Dediğim gibi, yaptığımız şeyi beğenmezsek, yapmama lüksümüz vardı. İçimize sinmezse oynamayacağımız kesindi. Öyle bir rahatlık vardı. Fakat, iyi bir iş olacağını en baştan seziyorduk. Işığı gördük, kazmaya ve provalara devam ettik. Oğuz Atay fanatiklerinin ne diyeceğini çok kafaya takmadık. O kişilerden de oyunu izleyen çok oldu. Arkadaşının zoruyla gelenler mi dersin, kapının yanına oturanlar mı, nasıl da kötü bir şey yaptığımızı görmek için gelenler mi… Ama sonrasında bunlar itiraf edip, oyunu beğendiklerini söylediler.
Gerçi biri bana dese ki 2 buçuk saatlik Oğuz Atay oyunu yapmışlar, hem de tek kişilik. İtiraf edeyim ki ben de gitmezdim! Yani gidebilmem için çok iyi bir referans gerekirdi.

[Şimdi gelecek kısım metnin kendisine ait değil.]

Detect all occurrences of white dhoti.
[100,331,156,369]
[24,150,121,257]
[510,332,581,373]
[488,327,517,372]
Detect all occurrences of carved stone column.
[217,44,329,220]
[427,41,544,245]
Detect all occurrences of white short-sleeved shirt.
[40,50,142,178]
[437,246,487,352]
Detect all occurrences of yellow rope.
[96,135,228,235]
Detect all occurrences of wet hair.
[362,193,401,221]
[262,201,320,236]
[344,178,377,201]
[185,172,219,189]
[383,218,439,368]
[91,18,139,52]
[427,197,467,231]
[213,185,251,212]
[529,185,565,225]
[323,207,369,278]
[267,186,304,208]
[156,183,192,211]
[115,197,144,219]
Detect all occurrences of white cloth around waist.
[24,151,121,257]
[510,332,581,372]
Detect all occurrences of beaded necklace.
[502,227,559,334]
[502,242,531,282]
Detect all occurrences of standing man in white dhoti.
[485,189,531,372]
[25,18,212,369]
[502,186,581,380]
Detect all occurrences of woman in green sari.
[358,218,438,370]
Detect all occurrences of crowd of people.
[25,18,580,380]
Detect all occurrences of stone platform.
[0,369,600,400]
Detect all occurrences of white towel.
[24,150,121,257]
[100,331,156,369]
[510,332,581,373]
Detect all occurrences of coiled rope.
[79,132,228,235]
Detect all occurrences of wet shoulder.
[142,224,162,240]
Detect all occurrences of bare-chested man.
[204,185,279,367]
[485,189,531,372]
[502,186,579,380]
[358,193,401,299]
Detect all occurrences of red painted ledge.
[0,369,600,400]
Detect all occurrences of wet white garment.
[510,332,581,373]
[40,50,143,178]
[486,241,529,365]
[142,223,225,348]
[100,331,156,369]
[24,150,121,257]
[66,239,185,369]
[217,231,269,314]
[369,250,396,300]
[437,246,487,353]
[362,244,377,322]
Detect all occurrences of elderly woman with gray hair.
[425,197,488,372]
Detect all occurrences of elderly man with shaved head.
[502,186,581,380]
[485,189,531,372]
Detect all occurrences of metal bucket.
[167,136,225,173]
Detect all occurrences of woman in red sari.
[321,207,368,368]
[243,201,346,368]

- Ekşi Sözlük’te biri ‘Romanı oynamış gibi değil romanın içinden fışkırmış gibiydi…’ yazmış. Ne dersiniz bu yoruma?
Ne oynuyor olursak olalım, derdimiz bu oyuna imza atmak, ‘Nasıl da yorumlamışlar!’ filan dedirtmek değil. Hatta Celal bilakis kendini silmeye çalışan bir yönetmen ki oyuncusuna da bunu tavsiye diyor.
Bir oyunu çalışırken yöntemimiz, o havuzun içine dalmak oluyor. ‘Şimdi bu eseri böyle yorumlayacağız’ felan demek yerine. Sonra o havuzdan çıkıp, oynuyoruz. O izleyicinin ‘fışkırmak’ diye tarif ettiği tam da bu bence. Bir parça da olsa yorumumuz varsa, o da havuzdan çıktıktan sonra silkindiğimizde saçılan damlalardır. –ki onlar de o havuz ait aslında-

- Çevremdeki insanların görüşlerine, sosyal medyadan edindiğim izlenimleri ve kişisel görüşümü de ekleyip söylersem; şapşahane, bambaşka bir oyun… Sizce, biz seyircilere bunu söyleten ne?
Bence Oğuz Atay... Biz kötü bir uyarlama yapmadık, Atay’ın ruhunu tekrar ayağa kaldırabildik o anlamda.  İnsanlar Antik Yunan tragedyalarında ne buluyorlarsa, bu oyunda da onu buluyorlar esasında. Karakter kibrinden dolayı düşüşü, oyunun alt metnindeki ‘haddini bil’ vurgusu’ ve bizim bundan ders almamız…
Hikmet’te de kibir var. Elde ettiği kadından şımarıkça sıkılması, bunu ele veriyor mesela. Bunu ‘Küçük burjuva evliliğinin sorunlarından bunalmıştı’ diye de yorumlayabiliriz. ‘Sevgi’ye de biraz emek harcayabilirdi’ de diyebiliriz.
İnsan kendini buluyor, romanda da oyunda da. ‘Ya evet Erdem olarak ben de bu haltları yiyorum seyirci, sen de. Ama bunları böyle yapmasak, kendimize çeki düzen versek’ filan. Bir nevi seyirciye tavsiye bu. Hikmet gibi delirip intihar etmiyoruz ama bizim için de tehlike hep orada. Ama bu bir oyundu demek sağaltıma ol açıyor. Antik Yunan’daki gibi kibirli karakter ölüyor, seyirci de ‘Oh benim başıma gelemedi, dersimi aldım’ deyip çıkıyor. Kendi kibrimize gülerek hafifliyoruz. Bu biraz bizi ‘eğitiyor’ da..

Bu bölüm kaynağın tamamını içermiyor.